3D printing of cementitious materials with superabsorbent polymers: a durable solution?

Abstract

Nowadays, 3D printing of cementitious materials is a hot research topic in the construction industry. This construction method is capable of producing complex geometries and largescale components without the use of expensive formwork. However, due to the lack of molding, more shrinkage will be induced and the amount of cracks will increase. As this phenomenon introduces ingress paths for chemical substances, it will affect the durability of the printed element in a negative way. One potential way to tackle this disadvantage is to include superabsorbent polymers (SAPs) in the cementitious material.

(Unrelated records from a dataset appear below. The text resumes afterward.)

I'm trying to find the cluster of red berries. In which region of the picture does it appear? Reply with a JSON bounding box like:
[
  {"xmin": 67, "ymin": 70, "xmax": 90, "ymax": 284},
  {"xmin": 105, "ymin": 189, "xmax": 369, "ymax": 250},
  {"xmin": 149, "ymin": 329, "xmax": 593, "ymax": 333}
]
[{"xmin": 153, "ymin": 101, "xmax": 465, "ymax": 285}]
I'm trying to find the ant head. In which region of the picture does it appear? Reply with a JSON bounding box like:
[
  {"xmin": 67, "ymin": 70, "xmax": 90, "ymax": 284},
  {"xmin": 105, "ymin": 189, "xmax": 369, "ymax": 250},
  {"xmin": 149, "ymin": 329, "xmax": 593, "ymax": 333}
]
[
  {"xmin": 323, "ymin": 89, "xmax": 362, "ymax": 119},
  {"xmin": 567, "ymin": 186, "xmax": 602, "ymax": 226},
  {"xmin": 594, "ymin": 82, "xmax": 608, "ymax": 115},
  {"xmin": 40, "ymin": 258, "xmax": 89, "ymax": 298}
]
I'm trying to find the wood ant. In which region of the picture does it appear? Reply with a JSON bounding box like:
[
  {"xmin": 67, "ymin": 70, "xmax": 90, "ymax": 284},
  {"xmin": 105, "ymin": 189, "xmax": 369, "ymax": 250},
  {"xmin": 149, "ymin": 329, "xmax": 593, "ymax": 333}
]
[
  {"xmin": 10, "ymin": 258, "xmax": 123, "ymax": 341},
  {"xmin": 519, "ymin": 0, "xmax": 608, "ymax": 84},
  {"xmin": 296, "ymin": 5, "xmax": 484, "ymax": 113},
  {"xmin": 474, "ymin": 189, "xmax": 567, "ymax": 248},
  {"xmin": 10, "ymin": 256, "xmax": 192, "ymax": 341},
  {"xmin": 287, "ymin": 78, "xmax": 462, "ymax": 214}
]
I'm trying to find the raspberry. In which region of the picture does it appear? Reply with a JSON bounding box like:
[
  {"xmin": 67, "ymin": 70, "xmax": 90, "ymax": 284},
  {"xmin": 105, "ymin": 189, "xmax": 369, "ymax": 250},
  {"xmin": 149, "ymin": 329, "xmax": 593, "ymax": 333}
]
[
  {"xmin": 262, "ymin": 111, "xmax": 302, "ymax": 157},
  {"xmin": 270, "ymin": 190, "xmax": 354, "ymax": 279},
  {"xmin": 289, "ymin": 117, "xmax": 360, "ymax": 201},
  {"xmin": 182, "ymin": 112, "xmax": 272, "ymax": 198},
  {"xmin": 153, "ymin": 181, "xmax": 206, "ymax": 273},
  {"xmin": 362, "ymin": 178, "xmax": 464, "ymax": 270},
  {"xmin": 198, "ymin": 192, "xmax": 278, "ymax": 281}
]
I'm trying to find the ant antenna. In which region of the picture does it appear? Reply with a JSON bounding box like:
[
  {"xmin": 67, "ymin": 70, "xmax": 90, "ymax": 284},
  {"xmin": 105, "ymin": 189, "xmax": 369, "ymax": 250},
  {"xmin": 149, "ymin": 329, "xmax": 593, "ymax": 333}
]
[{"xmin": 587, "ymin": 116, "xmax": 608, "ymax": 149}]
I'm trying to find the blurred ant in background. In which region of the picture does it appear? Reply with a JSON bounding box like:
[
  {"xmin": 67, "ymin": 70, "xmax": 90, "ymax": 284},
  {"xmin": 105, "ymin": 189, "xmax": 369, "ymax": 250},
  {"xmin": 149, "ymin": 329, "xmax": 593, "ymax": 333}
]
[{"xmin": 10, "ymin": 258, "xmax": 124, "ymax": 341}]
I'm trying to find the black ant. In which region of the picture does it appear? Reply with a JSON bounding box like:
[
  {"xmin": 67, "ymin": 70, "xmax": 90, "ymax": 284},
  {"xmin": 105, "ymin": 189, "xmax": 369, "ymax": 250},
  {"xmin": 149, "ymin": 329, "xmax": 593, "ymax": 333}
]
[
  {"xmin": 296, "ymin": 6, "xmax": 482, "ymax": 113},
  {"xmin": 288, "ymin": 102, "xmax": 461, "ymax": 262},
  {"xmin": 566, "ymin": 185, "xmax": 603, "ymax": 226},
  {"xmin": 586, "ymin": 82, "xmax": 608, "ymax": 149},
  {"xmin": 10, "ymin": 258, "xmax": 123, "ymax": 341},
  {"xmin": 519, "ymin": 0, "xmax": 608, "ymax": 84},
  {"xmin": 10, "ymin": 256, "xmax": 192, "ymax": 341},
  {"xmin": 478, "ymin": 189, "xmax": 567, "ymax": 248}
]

As these polymers are able to absorb part of the mixing water and to release it during hardening, they induce internal curing and can mitigate self-desiccation and autogenous shrinkage. Another positive effect of using SAPs is the increased moisture content of the printed surface, enhancing the bond between two subsequent layers. For the aim of this research, two different SAPs were used to fabricate printed elements and the microstructural changes are correlated with their influence on durability and sustainability. First results showed that in general, the addition of superabsorbent polymers decreases the shrinkage in printed materials. They also reduce the nanoporosity in the range of 100 nm to 500 nm and increase the amount of voids with a diameter above 700 nm, resulting in less microcracks and a decreased amount of preferential ingress paths for chemical substances. On the other hand, the total air content increases with the addition of SAPs, proportional to the amount of SAPs added.